I had taken a stance that there was a public interest in the online behaviour of various individuals and I wasn’t going to be strong armed into silence, simply because it supposedly impacted on their feelings providing that I was limiting my posts to observations and opinions of my own or opinions based on other evidence. There was no intent to harass anyone, there were posts which were made with the wider public interest in mind and to create a timeline of events which could later prove useful. In the latter regard that has proven absolutely crucial in other matters.

I wrote about the case in May 2017, after the police dropped the case. Simon’s writings were concerned with problematic “VIP abuse” allegations, and he was also helping a man named Darren Laverty with his defence against an allegation of stalking. The case against Laverty reached the CPS, but was dropped when “further evidence” came to light – and it is reasonable to suppose that this was evidence that the police had been negligent in not putting before the CPS earlier.

It is also reasonable to suspect that Simon’s arrest and bail were primarily part of a strategy to undermine Laverty, and that the case against him was dropped when it no longer served this purpose. As Simon writes:

Laverty’s case being investigated and prosecuted effectively by the exact same officers who had nicked me… no agenda there at all then? I’m being sarcastic.

So when the officers found out that they were effectively witness intimidating me the look of shock on their faces was a picture to behold. Whoops. They were also potentially compromising any defence material that had not yet been passed over to the defence team and were possibly doing so deliberately.

It should be noted that Simon’s arrest had been celebrated by what we might call the “Operation Midland cheerleader” crowd, with Tweets from the likes of Exaro‘s Mark Watts crowing about “green bottles” falling. This was during the dying days of the Operation Midland fiasco, at a time when it was obvious that “Nick’s” allegations were not going to lead to the earth-shattering revelations on which Watts had banked all of his journalistic credibility. The arrest of a sceptic, then, served as some psychological consolation prize.

Simon draws some parallels with Midland (square brackets in original):

The same errors which appeared in Operation Midland and the seriousness of the search warrant issues apparent within the Met was flagged up yet again in today’s [Friday 13th March 2020] HMICFRS Inspection report….

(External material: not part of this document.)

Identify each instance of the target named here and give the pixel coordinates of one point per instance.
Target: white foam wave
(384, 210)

The officers concerned had actually worded the warrant as though I was threatening individuals [I wasn’t and nor were the accounts actually under investigation to the best of my knowledge] and even worse that I was the owner of things that had no relation to the material they were really investigating. i.e. they named old twitter accounts which I’d already admitted were mine not the ones they were investigating.

In fact, I’d not been on twitter with an active account for around 18 months before the time of my arrest.

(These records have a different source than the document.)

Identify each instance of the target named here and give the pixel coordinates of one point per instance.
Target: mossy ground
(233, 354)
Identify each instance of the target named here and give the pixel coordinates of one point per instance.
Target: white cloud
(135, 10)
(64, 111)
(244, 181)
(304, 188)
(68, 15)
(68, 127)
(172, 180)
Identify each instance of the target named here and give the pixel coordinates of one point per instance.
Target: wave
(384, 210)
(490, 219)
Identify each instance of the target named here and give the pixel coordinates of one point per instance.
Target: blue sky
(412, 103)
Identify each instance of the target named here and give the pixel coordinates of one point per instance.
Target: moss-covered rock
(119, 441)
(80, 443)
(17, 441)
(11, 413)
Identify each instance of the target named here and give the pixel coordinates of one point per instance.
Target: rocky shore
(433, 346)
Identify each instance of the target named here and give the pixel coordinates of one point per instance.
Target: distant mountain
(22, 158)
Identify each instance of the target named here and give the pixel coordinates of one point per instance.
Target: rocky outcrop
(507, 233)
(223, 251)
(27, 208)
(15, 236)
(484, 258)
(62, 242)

This raises an important question:

…If offences had been made out [by whoever was operating those specific accounts that were actually under investigation] then why didn’t the investigation into the real identities of those accounts continue and alternative means of identity be investigated?…

The cops don’t just normally ditch what is meant to be a valid case just because they have the wrong suspect.

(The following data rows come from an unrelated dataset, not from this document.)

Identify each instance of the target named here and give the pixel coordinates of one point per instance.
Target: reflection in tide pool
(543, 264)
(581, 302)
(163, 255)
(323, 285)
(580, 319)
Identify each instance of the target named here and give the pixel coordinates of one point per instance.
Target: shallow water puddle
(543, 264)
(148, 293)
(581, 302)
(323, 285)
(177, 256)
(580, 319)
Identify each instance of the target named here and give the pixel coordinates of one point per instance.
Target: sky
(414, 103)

Or putting it another way, the complainants were using the police as a private army and to hell with the consequences.

One further notable aspect of the police action is the disproportionate resources involved. Simon lives far from London, in Cumbria. Yet Metropolitan Officers were dispatched first to Liverpool, to take a statement from an accuser there, before descending on Simon’s home. Although Simon’s police interview took place at his local station, one wonders if there was a reluctance to liaise with local officers for some reason.

There is also this very telling and troubling detail:

I also had received a letter from the SIO in the case against me asking me to collect my computer equipment from Wimbledon Police Station over 300 miles from where I live. I replied back saying that the Met had a duty to return the equipment either to me directly or to my local police station. They eventually hand delivered the equipment in November 2017 but there was no apology nor acceptance that they’d screwed up.

It is difficult to believe that the police simply failed to think about whether it was reasonable to ask someone to undertake a 600-mile round trip just to pick up their property. It looks to me that this was a calculated and petulant attempt to create massive inconvenience as some kind of revenge. This is what is known in police jargon as “oppressive conduct”, and it raises concerns about what kind of culture of policing there is at Wimbledon Police Station.

The above are just a few points from the post that I have chosen to highlight. Simon took on the Metropolitan Police as a litigant in person, and his post includes a “checklist at the end of this article in order to assist others in future if in similar situations to mine”. The full post also has further context.